Luckily, Karen is still talking when I finally get back out to the living room. I might still catch some details that matter.

“Yeah, so …” She glances up at me and then clears her throat before going on. “I came home to see Cassie after school and she wasn’t there.”

The glass is definitely warm as I hand it to Karen. When she takes it, she doesn’t seem to notice. But she does finally notice my hair. I see the split second it happens. In her defense, Karen recovers pretty well, steadies her eyes before looking all the way shocked. Instead, she takes a sip of that bathtub water and smiles at me.

“Couldn’t Cassie just still be out then?” my dad asks. “It’s only dinnertime.”

“She was supposed to be home,” Karen says firmly. “She was grounded this whole week. Because she—well, I don’t even want to tell you what she called me.” And there it is. The tone. The I-hate-Cassie-a little-bit, maybe even more than she hates me. “I told her if she wasn’t home, I really was going to put a call into this boarding school I’d been looking into—you know, one of those therapeutic ones. And no, I’m not proud of that threat. That we’ve sunk as low as me shipping her off. But we have, that’s the honest truth. Anyway, I also found this.”

Karen fishes something out of her pocket and hands it to my dad. It’s Cassie’s ID bracelet.

“She hasn’t taken that bracelet off since the day I gave it to her three years ago.” Karen’s eyes fill with tears. “I didn’t even really mean it about that stupid school. I was just so worried. And angry. That’s the truth. I was angry, too.”

My dad looks down quizzically at the bracelet looped over his fingers, then at Karen again. “Maybe it fell off,” he says, his voice lifting like it’s a question.

“I found it on my pillow, Ben,” Karen says. “And it wasn’t there this morning. So Cassie must have come back at some point and left again. It was meant as a sign—like a ‘screw you, I’m out of here.’ I know it.” Karen turns to me then. “You haven’t heard from her, have you, Wylie?”

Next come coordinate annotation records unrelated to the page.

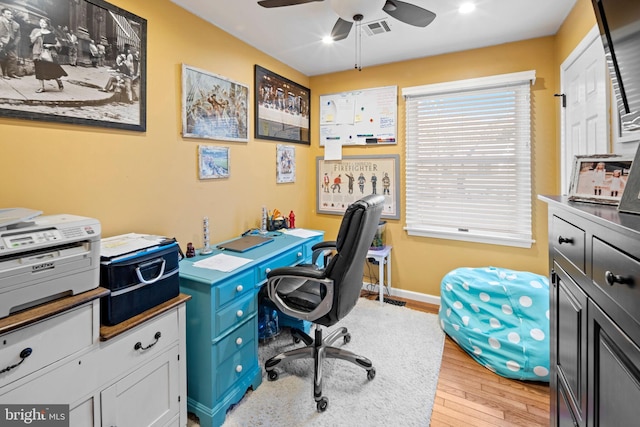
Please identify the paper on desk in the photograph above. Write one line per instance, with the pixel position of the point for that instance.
(301, 232)
(222, 262)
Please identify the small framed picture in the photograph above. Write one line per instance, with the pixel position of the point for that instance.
(285, 164)
(600, 178)
(213, 162)
(630, 201)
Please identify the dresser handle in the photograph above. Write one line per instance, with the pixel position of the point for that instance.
(562, 240)
(23, 355)
(612, 279)
(139, 346)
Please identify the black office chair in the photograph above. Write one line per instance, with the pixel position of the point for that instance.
(326, 295)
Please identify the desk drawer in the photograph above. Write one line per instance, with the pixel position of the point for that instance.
(49, 340)
(618, 275)
(234, 288)
(292, 257)
(232, 370)
(236, 340)
(235, 314)
(568, 241)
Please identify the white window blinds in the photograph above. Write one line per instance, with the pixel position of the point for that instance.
(468, 160)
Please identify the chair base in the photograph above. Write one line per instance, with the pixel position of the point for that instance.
(319, 349)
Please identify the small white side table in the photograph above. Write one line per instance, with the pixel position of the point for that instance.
(382, 256)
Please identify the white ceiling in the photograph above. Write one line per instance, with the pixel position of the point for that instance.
(293, 34)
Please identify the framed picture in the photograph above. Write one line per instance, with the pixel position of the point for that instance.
(90, 66)
(599, 178)
(213, 162)
(282, 108)
(285, 164)
(630, 201)
(213, 106)
(342, 182)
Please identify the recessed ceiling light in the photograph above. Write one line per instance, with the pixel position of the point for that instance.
(466, 8)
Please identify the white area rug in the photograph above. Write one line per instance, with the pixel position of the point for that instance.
(405, 347)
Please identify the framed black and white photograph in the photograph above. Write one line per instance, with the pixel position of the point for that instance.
(213, 106)
(213, 162)
(600, 178)
(73, 61)
(282, 108)
(343, 182)
(630, 201)
(285, 164)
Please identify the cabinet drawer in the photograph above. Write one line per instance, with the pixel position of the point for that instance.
(122, 353)
(235, 314)
(292, 257)
(234, 369)
(234, 288)
(237, 339)
(618, 275)
(49, 340)
(568, 241)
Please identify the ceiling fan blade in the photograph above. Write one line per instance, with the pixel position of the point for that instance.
(280, 3)
(341, 29)
(409, 13)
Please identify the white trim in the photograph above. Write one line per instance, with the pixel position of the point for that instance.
(477, 83)
(414, 296)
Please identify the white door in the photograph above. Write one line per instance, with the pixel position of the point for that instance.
(585, 124)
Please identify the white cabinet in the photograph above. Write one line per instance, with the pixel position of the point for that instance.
(132, 374)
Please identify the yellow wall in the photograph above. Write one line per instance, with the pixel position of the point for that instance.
(147, 182)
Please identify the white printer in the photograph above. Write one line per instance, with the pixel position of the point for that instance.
(43, 258)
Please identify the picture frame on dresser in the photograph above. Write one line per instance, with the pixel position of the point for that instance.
(630, 201)
(599, 178)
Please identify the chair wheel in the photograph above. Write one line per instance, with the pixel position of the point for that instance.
(322, 404)
(347, 338)
(371, 374)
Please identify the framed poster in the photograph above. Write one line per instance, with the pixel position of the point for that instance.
(282, 108)
(342, 182)
(285, 164)
(213, 106)
(213, 162)
(75, 61)
(599, 178)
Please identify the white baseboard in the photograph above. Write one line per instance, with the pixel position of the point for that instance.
(415, 296)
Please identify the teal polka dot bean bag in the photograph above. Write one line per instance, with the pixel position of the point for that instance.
(500, 317)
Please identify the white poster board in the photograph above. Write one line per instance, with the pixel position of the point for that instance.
(367, 116)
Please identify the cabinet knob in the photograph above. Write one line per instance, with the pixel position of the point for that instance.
(612, 279)
(562, 240)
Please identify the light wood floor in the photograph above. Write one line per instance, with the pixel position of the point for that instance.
(470, 395)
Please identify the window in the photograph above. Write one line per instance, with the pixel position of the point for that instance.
(468, 160)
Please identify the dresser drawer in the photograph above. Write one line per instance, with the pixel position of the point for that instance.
(292, 257)
(234, 368)
(123, 352)
(49, 341)
(234, 314)
(236, 340)
(618, 275)
(568, 241)
(234, 288)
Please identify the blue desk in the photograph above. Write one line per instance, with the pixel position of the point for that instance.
(222, 324)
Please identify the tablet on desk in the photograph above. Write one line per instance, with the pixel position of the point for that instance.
(244, 243)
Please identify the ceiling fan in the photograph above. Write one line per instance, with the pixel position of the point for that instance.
(350, 11)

Back when things were still okay between us, Cassie and I wouldn’t have gone more than an hour without at least texting. But that’s not true anymore. I shake my head. “I haven’t talked to her in a while.”

It’s been a week at least, maybe longer. Being at home, it’s easy to lose track of the exact number of days. But it’s the longest stretch since the accident that we’ve gone without talking. It was bound to happen eventually: we couldn’t be pretend-friends forever. Because that’s all we were really doing when Cassie came back after the accident: pretending.

The accident happened in January, but Cassie and I had stopped talking the first time right after Thanksgiving. Nearly two long months, which, let’s face it, might as well be a lifetime when you’re sixteen. But the morning after the accident, Cassie had just showed up on our doorstep. My eyes had been burning so badly from crying that I’d thought I was seeing things. It wasn’t until Cassie had helped me change out of the clothes I’d been dressed in for two days that I began to believe she was real. And it wasn’t until after she’d pulled my hair out of its ragged, twisted bun, brushed it smooth, and braided it tight—like she was arming me for battle—that I knew how badly I needed her to stay.

I don’t know what Cassie has told Karen about our best-friend breakup and our temporary get-back-together. And it ended anyway a few weeks ago. But I can bet it’s not much. The two of them aren’t exactly close. And it’s not like the reasons we stopped talking reflect so well on Cassie.

“You haven’t talked to Cassie in a while?” my dad asks, surprised.

My mom knew about Cassie and me having a falling-out back when it first happened. She apparently just never told him. It is possible that I asked her not to—I don’t remember. But I do remember the day I told my mom that Cassie and I weren’t friends anymore. We were lying side by side on her bed, and when I was done talking, she said, “I would always want to be your friend.”

I shrug. “I think the last text I got from her was last week? Maybe on Tuesday.”

“Last week?” my dad asks, eyebrows all scrunched low.

The truth was, I really wasn’t sure. But it was the following Thursday now. And it was definitely at least a week since we’d spoken.